Pac-12 finances: Estimating the NCAA Tournament cash available for the remaining schools

If the quartet sticks together, March Madness millions would be forthcoming

Before the ‘Pac-4’ schools begin their home renovation — assuming they choose that option — they must first create a budget. How much money would Cal, Stanford, Oregon State, and Washington State have available to cover expenses and attract new students?

The specifics are unknown. Financial officers and general counsels are sifting through budgets, bank accounts, and bylaws less than two weeks after the conference’s demise.

Which schools have the ability to vote and thus control the assets?

How serious are the liabilities?

What resources are available for reconstruction?

There is one clear revenue stream: the remaining schools would own the NCAA Tournament units earned by the departing members.

“Those shares will stay with the conference,” Oregon State athletic director Scott Barnes recently stated. “It’s just one of the many valuable assets we have.”

Each March Madness game played by a conference equals one unit. These units are converted to dollars and distributed over a six-year cycle by the NCAA Basketball Fund.

For the time being, let us assume that the Pac-12’s NCAA distributions in the spring of 2024 will be split 12 ways, with the outgoing schools receiving equal shares. (Clarity on financial and administrative issues is expected in the coming weeks.)

However, the units earned will not follow them out the door. If the four remaining members stick together, all of the money will be left to them. (At this point, it is unclear what will happen to the units if the conference is dissolved.)

How much money do you have?Our focus here is on the NCAA Tournament distribution in 2025, when the ‘Pac-4’ is most in need of funds.

The units are paid out one year later, so the total amount received in 2025 will be determined by the units earned over the previous six years — the NCAA Tournaments played from 2019 to 2024.

The Pac-12 earned only seven units in 2019, but a whopping 19 units in 2021, followed by seven in both 2022 and 2023. (Because COVID forced the cancellation of the 2020 event, no units were available.)

Obviously, we won’t know the Pac-12’s unit total in 2024 until the following spring, so let’s make an educated guess. We’ll take the average of the units from the previous years in the six-year payout cycle and apply it to 2024.

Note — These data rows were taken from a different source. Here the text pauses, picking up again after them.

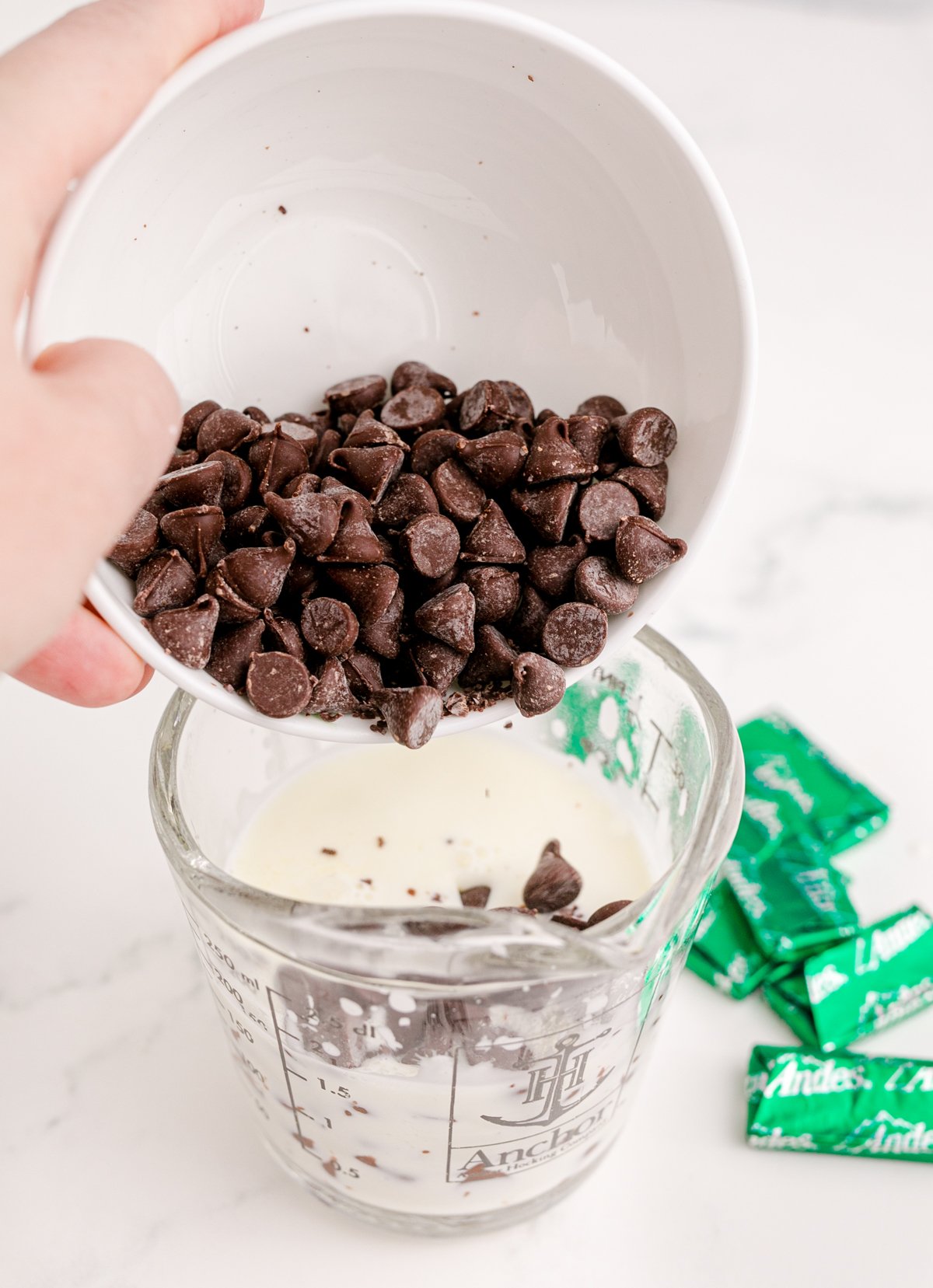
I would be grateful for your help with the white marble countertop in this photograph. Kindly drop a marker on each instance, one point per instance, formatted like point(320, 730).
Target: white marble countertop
point(125, 1164)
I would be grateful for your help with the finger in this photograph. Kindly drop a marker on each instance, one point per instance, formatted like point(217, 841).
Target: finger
point(68, 94)
point(86, 665)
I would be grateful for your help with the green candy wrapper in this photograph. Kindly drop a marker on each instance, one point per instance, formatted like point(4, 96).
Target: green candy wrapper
point(793, 787)
point(880, 976)
point(878, 1107)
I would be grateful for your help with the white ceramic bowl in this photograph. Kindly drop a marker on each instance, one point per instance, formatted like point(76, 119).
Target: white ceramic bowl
point(462, 184)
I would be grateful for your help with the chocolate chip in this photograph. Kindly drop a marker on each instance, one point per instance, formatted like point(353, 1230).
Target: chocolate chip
point(419, 374)
point(648, 486)
point(575, 634)
point(309, 518)
point(550, 568)
point(431, 544)
point(437, 664)
point(225, 431)
point(476, 897)
point(552, 455)
point(588, 435)
point(284, 634)
point(194, 419)
point(601, 405)
point(492, 540)
point(369, 590)
point(237, 480)
point(458, 492)
point(276, 459)
point(331, 696)
point(410, 714)
point(195, 532)
point(495, 590)
point(199, 484)
point(554, 884)
point(492, 658)
point(278, 684)
point(355, 540)
point(646, 437)
point(643, 549)
point(537, 684)
point(527, 623)
point(164, 581)
point(485, 407)
point(229, 657)
point(187, 634)
point(449, 617)
point(414, 407)
point(547, 509)
point(370, 469)
point(598, 581)
point(609, 909)
point(383, 635)
point(329, 627)
point(355, 396)
point(135, 546)
point(407, 497)
point(495, 459)
point(432, 450)
point(602, 505)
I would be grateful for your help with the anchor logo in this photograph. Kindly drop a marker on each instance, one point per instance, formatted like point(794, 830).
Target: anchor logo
point(553, 1082)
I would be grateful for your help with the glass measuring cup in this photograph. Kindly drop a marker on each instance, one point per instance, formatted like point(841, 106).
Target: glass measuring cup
point(440, 1070)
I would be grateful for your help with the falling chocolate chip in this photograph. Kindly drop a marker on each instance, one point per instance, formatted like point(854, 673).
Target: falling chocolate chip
point(414, 407)
point(369, 590)
point(643, 549)
point(492, 540)
point(554, 884)
point(431, 544)
point(195, 532)
point(552, 455)
point(187, 634)
point(575, 634)
point(646, 437)
point(550, 568)
point(278, 684)
point(329, 627)
point(537, 684)
point(135, 546)
point(602, 505)
point(601, 405)
point(609, 909)
point(598, 581)
point(476, 897)
point(410, 714)
point(495, 459)
point(458, 491)
point(232, 651)
point(547, 509)
point(164, 581)
point(449, 617)
point(355, 396)
point(496, 592)
point(225, 431)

This results in the following units being distributed to the four remaining members in the spring of 2025:

2019: 7 2020: N/A 2021: 19 2022: 7 2023: 7 2024: 10 Total: 50

Each unit’s monetary value rises by approximately 3% per year over time. Let’s say the value assigned in 2023 is $350,000 per unit.

In the 2025 payout cycle, those 50 units would generate $17.5 million for the Pac-12.

If that sum was divided by 12, it would equal $1.46 million per school.

However, the distribution would only be available to the remaining schools. It comes to $4.38 million per school when divided four ways, a difference of about $3 million per campus.

The schools could keep the extra money for themselves to compensate for the loss of media rights revenue, or they could put it toward the rebuilding project.

After all, $12 million could come in handy if an expansion candidate needs help covering the cost of its conference exit fee.

(In theory, the newcomers could receive a portion of the NCAA revenue generated prior to joining the conference, but that would be negotiated as part of the expansion negotiations.)

Any schools leaving the Mountain West, for example, would owe the Pac-12 $34 million to join in time for the 2024 football season, and $17 million to join in time for the 2025 season.

Remember that the payout cycle lasts six years on a rolling basis.

Units earned by UCLA, Arizona, and the other departing programs will be available to Pac-12 schools until 2030.

Based on the units generated by the 12 schools to date — and using our estimated total for 2024 — the NCAA will pay the conference $65.6 million over the payout period.

We offer the following splits once more:

— Assuming no changes in membership, that equates to $5.5 million per school.

— However, if only Cal, Stanford, Oregon State, and Washington State are paid, the total is $16.4 million, a difference of $11 million per campus.

If that extra money was pooled and used to fund expansion or offset lost media rights revenue, the Pac-12 would have $44 million to support the renovation.